S&P Dow Jones Indices has been the de facto scorekeeper of the ongoing active versus passive debate since the first publication of the S&P Indices Versus Active Funds (SPIVA) U.S. Scorecard in 2002. The SPIVA Europe Scorecard measures the performance of actively managed European equity funds denominated in euro (EUR), British pound sterling (GBP), and other European local currencies against the performance of their respective S&P DJI benchmark indices over 1-, 3-, 5-, and 10-year investment horizons.
YEAR-END 2017 HIGHLIGHTS
- European equity markets achieved strong, above-average gains in 2017. The S&P Europe 350 ended the year 10.75% higher, as historically low levels of volatility in the markets indicated investors’ confidence in the strength of the continent’s economy and stability of its pro-EU leadership.
- Continued global expansion throughout the year supported strong bull rallies across international markets. Despite robust global growth, the weakening of the U.S. dollar throughout the year reduced returns for European investors holding global and U.S. equities. The S&P Global 1200 and the S&P 500® finished the year up 8.57% and 7.01%, respectively, in euro terms. Meanwhile, the broad emerging equity benchmark recorded an impressive one-year return of 21.12% in euro terms, as measured by the S&P/IFCI.
- The majority of active fund categories in Europe underperformed over the past 10 years. Nine out of 23 active fund categories across the European-domiciled equity funds analyzed were able to provide average asset-weighted returns above their corresponding benchmarks over a 10-year period. Furthermore, in those nine outperforming categories, less than one-third of the funds beat the benchmark. This indicates that a minority of funds were responsible for each group’s success.
- U.S. and Emerging Market Equity funds domiciled in Europe remained among the region’s worst-performing active fund categories. Euro- and pound sterling-denominated funds investing solely in U.S. equities provided average returns that were below their local currency S&P 500 benchmark for all periods analyzed. Less than one-third of these funds outperformed in 2017 and less than one-tenth outperformed since 2008.
- Likewise, European funds managing global emerging equities failed to deliver average returns above the benchmark over any period analyzed. Interestingly, this finding is in stark contrast to the widely held belief that inefficient markets provide the best opportunities for stock pickers to outperform.
- One-year performance of active pan-European equity funds (euro-denominated) relative to the S&P Europe 350 was fairly evenly split. In 2017, 53% of funds in the category outperformed the benchmark. Over the 10-year period, 15% of funds in the same category beat the S&P Europe 350. Of the funds that were in existence in the category at the start of 2008, 45% survived to the end of 2017.

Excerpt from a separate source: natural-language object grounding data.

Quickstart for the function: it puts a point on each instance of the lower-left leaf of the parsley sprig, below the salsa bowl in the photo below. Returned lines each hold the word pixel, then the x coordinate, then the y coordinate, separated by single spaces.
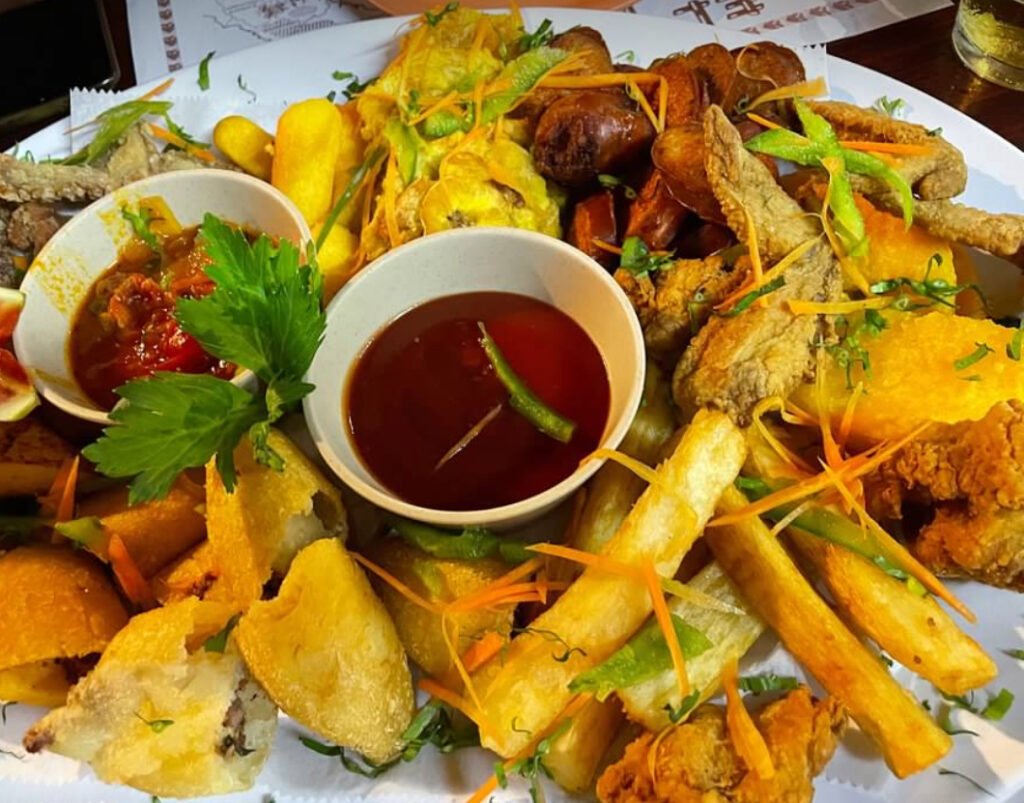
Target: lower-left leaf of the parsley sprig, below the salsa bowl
pixel 173 422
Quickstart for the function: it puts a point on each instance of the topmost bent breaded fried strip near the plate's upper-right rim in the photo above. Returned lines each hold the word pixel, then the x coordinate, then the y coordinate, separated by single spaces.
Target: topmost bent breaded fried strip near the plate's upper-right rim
pixel 940 175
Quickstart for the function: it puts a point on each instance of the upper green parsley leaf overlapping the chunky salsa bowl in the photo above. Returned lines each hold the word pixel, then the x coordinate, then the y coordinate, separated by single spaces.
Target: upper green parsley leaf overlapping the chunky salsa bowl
pixel 265 313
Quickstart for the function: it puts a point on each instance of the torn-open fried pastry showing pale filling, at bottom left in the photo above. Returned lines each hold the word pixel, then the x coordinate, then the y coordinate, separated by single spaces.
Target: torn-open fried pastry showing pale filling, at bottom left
pixel 164 712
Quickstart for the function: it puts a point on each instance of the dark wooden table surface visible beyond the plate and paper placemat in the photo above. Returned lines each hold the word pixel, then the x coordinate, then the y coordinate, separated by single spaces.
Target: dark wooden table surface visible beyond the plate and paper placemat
pixel 917 52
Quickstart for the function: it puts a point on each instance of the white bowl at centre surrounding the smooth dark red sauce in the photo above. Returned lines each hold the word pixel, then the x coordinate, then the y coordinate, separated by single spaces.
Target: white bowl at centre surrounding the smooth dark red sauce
pixel 471 261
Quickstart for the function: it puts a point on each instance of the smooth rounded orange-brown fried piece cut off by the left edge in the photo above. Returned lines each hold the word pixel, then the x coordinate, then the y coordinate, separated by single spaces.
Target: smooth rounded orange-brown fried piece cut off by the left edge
pixel 58 605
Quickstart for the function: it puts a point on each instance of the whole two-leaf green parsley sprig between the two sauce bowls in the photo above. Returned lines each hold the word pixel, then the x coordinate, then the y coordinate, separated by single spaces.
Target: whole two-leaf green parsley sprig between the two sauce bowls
pixel 265 315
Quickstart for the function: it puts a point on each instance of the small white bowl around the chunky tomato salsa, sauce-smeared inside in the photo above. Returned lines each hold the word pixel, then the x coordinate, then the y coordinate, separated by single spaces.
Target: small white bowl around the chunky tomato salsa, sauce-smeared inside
pixel 61 277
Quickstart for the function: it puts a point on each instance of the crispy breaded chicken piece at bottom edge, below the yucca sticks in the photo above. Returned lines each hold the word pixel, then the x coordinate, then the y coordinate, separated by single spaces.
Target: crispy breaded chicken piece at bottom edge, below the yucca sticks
pixel 697 763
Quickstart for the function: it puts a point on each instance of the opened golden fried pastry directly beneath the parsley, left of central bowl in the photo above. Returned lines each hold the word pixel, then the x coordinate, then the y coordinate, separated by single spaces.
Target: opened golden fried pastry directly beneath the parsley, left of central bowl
pixel 259 529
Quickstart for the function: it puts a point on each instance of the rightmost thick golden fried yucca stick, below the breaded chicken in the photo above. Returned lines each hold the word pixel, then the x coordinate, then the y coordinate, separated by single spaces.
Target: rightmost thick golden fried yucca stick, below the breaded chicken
pixel 914 629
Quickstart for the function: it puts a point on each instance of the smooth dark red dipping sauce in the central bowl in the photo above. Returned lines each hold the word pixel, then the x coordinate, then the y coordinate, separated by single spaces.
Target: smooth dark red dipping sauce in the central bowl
pixel 424 382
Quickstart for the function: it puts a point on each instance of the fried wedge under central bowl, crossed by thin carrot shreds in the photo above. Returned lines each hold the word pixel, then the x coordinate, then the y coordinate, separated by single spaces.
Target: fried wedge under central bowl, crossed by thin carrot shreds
pixel 440 581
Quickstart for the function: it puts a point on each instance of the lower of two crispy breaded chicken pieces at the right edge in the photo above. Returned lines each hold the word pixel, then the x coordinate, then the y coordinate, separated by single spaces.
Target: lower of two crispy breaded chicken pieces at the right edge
pixel 988 546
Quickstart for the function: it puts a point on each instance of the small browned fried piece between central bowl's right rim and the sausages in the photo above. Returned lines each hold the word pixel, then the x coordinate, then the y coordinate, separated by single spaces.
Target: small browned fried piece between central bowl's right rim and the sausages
pixel 674 304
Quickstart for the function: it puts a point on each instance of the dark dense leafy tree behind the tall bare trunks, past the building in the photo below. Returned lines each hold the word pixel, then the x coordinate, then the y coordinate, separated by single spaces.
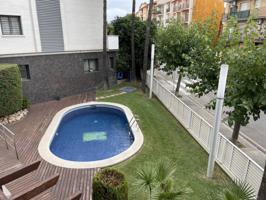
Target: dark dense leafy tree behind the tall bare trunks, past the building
pixel 122 26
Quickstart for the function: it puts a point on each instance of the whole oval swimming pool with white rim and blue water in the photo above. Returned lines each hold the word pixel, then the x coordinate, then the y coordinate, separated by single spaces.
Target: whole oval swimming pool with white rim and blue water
pixel 96 134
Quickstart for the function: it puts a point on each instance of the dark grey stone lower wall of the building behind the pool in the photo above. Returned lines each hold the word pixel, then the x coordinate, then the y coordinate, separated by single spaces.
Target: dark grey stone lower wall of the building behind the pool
pixel 59 75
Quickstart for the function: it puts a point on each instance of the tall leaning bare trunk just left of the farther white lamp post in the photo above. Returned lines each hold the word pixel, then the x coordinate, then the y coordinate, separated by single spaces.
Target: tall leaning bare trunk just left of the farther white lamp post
pixel 146 46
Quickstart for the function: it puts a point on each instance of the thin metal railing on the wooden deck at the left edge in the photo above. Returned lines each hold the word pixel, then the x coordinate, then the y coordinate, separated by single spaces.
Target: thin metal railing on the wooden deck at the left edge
pixel 8 137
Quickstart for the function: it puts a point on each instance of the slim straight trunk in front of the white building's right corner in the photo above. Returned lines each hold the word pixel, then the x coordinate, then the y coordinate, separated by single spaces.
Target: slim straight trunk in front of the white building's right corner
pixel 105 65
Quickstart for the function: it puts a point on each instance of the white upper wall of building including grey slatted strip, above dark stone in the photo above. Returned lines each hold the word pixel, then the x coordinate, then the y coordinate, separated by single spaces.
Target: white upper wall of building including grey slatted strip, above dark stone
pixel 60 25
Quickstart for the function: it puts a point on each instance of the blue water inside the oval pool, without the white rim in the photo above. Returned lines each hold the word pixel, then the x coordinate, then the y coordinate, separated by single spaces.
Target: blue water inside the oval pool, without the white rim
pixel 91 134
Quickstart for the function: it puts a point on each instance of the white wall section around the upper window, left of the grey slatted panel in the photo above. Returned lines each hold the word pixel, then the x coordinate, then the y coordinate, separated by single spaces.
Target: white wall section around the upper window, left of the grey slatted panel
pixel 28 42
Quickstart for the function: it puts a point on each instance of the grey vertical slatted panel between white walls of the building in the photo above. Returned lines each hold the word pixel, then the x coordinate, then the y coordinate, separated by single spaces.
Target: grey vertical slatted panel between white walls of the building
pixel 50 25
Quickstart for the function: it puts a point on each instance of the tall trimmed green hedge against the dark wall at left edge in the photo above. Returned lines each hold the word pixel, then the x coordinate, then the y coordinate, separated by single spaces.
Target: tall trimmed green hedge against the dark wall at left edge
pixel 10 89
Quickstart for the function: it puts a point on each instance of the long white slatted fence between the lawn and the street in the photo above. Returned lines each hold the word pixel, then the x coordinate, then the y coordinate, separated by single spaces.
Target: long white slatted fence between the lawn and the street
pixel 231 159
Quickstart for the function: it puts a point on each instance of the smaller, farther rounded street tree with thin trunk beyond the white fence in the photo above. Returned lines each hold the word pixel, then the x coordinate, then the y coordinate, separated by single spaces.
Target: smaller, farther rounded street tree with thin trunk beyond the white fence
pixel 173 44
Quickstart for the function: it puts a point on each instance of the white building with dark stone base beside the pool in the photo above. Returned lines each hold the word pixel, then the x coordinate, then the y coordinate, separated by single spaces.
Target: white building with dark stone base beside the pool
pixel 57 44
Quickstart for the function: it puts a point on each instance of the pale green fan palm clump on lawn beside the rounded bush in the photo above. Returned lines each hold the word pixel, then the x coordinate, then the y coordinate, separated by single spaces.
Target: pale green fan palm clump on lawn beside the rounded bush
pixel 158 181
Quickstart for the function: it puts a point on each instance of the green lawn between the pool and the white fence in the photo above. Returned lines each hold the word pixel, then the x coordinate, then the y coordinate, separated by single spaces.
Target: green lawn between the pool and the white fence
pixel 166 139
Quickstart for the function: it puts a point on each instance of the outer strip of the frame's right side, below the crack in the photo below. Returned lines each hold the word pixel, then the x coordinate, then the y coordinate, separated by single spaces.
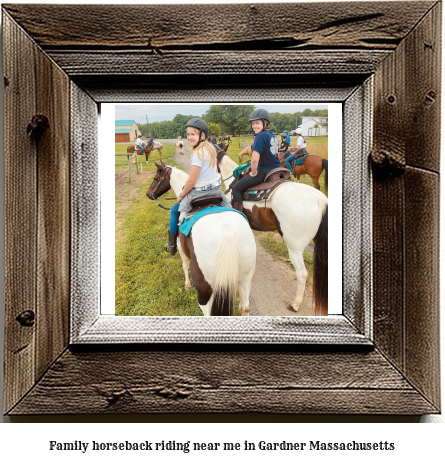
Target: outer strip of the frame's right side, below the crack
pixel 422 190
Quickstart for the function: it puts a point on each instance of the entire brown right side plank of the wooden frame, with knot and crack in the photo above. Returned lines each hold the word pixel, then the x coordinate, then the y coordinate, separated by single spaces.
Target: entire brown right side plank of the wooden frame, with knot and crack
pixel 406 205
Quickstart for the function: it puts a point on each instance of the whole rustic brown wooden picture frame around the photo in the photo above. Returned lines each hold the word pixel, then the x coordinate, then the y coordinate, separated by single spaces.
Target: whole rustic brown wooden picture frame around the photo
pixel 382 360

The average asset-weighted performance for the fund category was 11.97% for the year, compared with a return of 10.75% for the benchmark. Over the 10–year period, the equivalent average return figure was lower than that of the benchmark, at 3.37% and 4.08%, respectively. - In contrast to pan-European equities, only 26% of actively managed funds investing solely in Eurozone equities beat the S&P Eurozone BMI in 2017, dropping to 12% over the 10–year period. The average asset-weighted performance for the group was consistently lower than the S&P Eurozone BMI by one percentage point on an annualized basis over all periods analyzed.
- Single-country fund categories across Europe had mixed results in 2017. A majority of funds in Italy, Swtizerland, Germany, the UK, and Sweden outperformed over the one-year period. The same categories also provided average asset-weighted returns above their corresponding benchmarks. However, the majority of funds investing in equities in Denmark, Poland, The Netherlands, Spain, or France were beaten by their corresponding benchmarks in 2017.
Only Italy maintained a majority of active funds outperforming over the one-, three-, and five- year periods. In no fund category did a majority of funds outperform over the 10-year period. - UK Small-Cap Equity funds performed markedly better than their UK Large-/Mid-Cap counterparts in 2017. Of actively managed UK Small-Cap Equity funds, 80% outperformed their benchmark for the year, compared with 46% for the UK Large-/Mid-Cap Equity fund category. Average asset-weighted returns for these UK small-cap funds exceeded the S&P United Kingdom Small-Cap by nine percentage points for the year.
The recent success of these small-cap funds over large-cap funds in the UK was in contrast to the long-term picture; the reverse was true over the 10-year period. In both categories, however, 10- year outperformance was achieved by less than one-quarter of the funds.